O atletismo é uma modalidade que também possui grandes chances de ter atletas representando a cidade de Londrina nos Jogos Olímpicos do Rio, em 2016. Segundo o técnico dos fundistas Eugênio Zaninelli, existem nomes potenciais que estão se destacando em torneios nacionais e internacionais na equipe londrinense. Para colher frutos e medalhas em 2016, ele acredita que basta dar continuidade nos investimentos feitos até agora.
Zaninelli acredita que, na média, a equipe possui capacidade de formar vários atletas competitivos, mas ressalta nomes como Élder Correa, Denise Cristina dos Santos, Adéli Correa, Tiago Lorensato e Thayra Francis. Se por um lado a notícia dos Jogos aguçou crianças que terão idade para participar das Olimpíadas daqui a sete anos no Brasil, por outro o técnico acredita que já é tarde para começar.
Porém, quem está na faixa etária dos 15 aos 20 anos e já treina têm grandes chances de conseguir índice para disputar os Jogos. Hélder Correa Alves, por exemplo, é especialista nos 400 metros rasos e já têm três títulos de campeão brasileiro (2005, 2006 e 2008). Ele ingressou no atletismo aos 14 anos, quando se destacou dentre os participantes de um projeto de esportes no colégio. ''De lá para frente passei a me dedicar e encarar como uma profissão mesmo. No começo, não imaginava que chegaria tão longe'', garante.
Alves acredita que participar das Olimpíadas no Brasil é possível, mas é importante se dedicar aos treinamentos desde já. ''É colocar um objetivo na frente e se dedicar só para isso'', define.
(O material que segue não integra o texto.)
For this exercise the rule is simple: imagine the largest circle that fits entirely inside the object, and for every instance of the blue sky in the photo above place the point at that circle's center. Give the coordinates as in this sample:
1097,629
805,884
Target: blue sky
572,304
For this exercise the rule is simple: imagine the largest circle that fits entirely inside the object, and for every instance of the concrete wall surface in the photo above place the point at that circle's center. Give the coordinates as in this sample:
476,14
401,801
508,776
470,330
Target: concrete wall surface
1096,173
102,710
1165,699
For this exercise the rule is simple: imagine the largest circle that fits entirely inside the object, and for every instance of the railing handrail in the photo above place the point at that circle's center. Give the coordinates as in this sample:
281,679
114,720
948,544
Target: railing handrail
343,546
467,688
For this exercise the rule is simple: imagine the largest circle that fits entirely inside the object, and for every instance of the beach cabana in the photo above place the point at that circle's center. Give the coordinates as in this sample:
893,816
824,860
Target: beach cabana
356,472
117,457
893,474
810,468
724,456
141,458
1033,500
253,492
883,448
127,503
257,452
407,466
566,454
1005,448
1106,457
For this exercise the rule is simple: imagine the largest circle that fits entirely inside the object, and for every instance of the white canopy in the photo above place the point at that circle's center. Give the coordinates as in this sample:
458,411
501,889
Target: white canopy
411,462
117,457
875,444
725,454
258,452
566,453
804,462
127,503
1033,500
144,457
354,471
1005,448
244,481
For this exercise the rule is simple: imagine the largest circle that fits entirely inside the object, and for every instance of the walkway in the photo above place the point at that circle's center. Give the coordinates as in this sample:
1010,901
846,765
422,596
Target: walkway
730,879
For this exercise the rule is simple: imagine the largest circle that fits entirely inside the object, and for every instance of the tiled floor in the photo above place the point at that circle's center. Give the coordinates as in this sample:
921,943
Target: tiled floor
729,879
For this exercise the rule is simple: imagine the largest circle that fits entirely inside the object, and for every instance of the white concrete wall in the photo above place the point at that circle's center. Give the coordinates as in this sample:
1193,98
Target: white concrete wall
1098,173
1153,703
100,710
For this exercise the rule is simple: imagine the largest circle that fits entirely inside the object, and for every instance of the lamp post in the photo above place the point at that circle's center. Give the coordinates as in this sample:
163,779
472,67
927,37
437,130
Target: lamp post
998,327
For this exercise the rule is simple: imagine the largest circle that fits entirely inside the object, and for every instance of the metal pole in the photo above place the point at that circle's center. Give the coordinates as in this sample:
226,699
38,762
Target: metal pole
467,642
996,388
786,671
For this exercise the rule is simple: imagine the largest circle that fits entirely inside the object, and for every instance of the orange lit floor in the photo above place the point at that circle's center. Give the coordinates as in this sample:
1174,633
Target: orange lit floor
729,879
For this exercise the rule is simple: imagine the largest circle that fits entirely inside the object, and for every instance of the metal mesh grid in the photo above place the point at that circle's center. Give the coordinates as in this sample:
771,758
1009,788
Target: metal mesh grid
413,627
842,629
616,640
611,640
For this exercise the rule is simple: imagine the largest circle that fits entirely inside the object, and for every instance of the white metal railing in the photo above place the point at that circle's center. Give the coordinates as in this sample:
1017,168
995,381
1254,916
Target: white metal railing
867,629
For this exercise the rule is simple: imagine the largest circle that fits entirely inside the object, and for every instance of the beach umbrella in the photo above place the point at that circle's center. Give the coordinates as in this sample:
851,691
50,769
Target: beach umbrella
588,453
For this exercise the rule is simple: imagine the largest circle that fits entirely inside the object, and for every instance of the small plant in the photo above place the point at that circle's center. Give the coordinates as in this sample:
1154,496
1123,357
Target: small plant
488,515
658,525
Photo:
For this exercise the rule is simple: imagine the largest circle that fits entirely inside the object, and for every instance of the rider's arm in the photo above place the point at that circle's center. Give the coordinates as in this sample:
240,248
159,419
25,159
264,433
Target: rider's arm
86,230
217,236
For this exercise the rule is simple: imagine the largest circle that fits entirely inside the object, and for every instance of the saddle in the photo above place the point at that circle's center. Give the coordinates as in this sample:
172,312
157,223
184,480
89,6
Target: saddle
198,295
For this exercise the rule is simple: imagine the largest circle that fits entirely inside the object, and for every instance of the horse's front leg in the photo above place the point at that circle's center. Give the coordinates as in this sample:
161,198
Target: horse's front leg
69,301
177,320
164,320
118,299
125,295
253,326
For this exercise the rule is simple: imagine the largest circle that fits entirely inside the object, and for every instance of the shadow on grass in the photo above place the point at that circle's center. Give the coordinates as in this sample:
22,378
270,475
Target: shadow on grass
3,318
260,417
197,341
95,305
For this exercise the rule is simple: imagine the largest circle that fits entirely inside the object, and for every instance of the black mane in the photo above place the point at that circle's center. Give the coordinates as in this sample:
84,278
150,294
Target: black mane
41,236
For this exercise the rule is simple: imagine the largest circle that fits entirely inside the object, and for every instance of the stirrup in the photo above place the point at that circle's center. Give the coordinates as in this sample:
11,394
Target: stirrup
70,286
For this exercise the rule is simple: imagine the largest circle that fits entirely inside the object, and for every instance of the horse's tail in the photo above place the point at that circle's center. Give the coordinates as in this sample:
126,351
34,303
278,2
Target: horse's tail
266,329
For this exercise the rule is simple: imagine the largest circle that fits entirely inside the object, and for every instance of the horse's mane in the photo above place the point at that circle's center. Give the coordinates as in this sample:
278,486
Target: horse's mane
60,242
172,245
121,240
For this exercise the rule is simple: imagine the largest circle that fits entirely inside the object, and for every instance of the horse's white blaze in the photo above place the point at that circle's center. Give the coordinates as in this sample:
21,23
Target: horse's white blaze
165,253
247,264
Ele se apoia nos resultados de torneios que disputou, como duas finais do Troféu Brasil e a presença no ranking entre os cinco melhores do Brasil.
Outra promessa é Denise Cristina dos Santos, de 17 anos, que aos 11 se apaixonou pelo atletismo numa competição do colégio. Ela lembra que no começo os treinos eram puxados, mas conforme foi se acostumando tudo passou a fazer parte da sua vida. ''Penso até em fazer faculdade de educação física, atletismo é o que eu quero para mim'', diz a garota que já é bicampeã brasileira e campeã sul-americana dos 100 metros com barreiras.
Ela acredita que as Olimpíadas no Brasil trazem mais uma esperança, por estar mais perto da terra natal. Mas acredita que para participar é importante ter muita dedicação e desempenho. Denise não cogita a possibilidade de ir treinar em outra equipe, pois envolve família, vontade, apego ao treinador e colegas de atletismo. Ela estará com 24 anos na época dos Jogos e acredita que, se continuar se desenvolvendo como hoje, existem grandes possibilidades.
De acordo com o treinador da equipe de velocidade e barreiras Gilberto Miranda, existe a perspectiva de que os londrinenses estejam nas Olimpíadas do Rio, em 2016, caso tenham acesso a boa estrutura de treinamentos. Como exemplo, cita José Carlos Alves Moreira, o Codó, que esteve treinando por cinco anos em Londrina e ano passado esteve nos Jogos de Pequim.
''Tudo que conseguiu em termos de preparação foi aqui. Um ano antes, saiu e foi treinar em São Paulo. Mas o que dificulta é a estrutura. Chega um certo nível, eles passam a ser procurados por equipes de fora, onde contam viagens para Europa, material de treino e salários'', finaliza.